Get people moving both in and out of the training room. We were lucky in Milan that we had modular tables, breakout rooms and outdoor space. If people are moving then they are active and not so tempted to dive into their smartphones. Try to keep energy levels high. Give clear tasks with short time frames, use teams and competitions to drive creativity and productivity.

Laughing is learning

Make it fun because laughing is learning. If you create a safe and trust-bound learning laboratory where mistakes are “allowed” then participants are more relaxed and willing to explore new territory. They push their individual boundaries and at the same time develop increased team spirit. Video feedback helps the whole group enjoy the performance aspect of communication and reflect on individual areas to improve.

Don’t fill the bucket

Don’t  ‘fill the bucket’. Too much content, often poorly delivered via static slides can be a killer – especially after lunch on a Friday. On this type of course I use zero PowerPoint or Keynote, preferring to use film, media clips and the participants’ own performances to highlight some key tips and techniques they can immediately go home and practice.

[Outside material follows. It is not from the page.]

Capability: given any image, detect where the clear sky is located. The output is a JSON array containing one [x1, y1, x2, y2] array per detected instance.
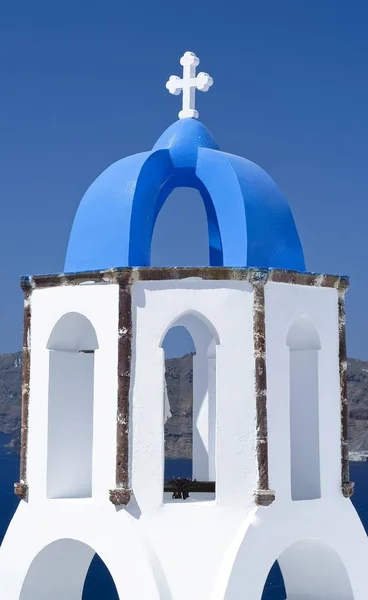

It was a pretty tough day for the trainer too: up at 4:30 to fly from Rome to Milan, then coach and the underground to reach the venue by 9:15. Lunch was onsite which also allows for more relaxed interaction between us all. Then following the afternoon session, I chose the train (just 3 hours) back to Rome.

A great day, well worth it. Let’s hope my students’ next presentations really crush it with the new confidence, skills and tips they have now not only seen but tested out on themselves.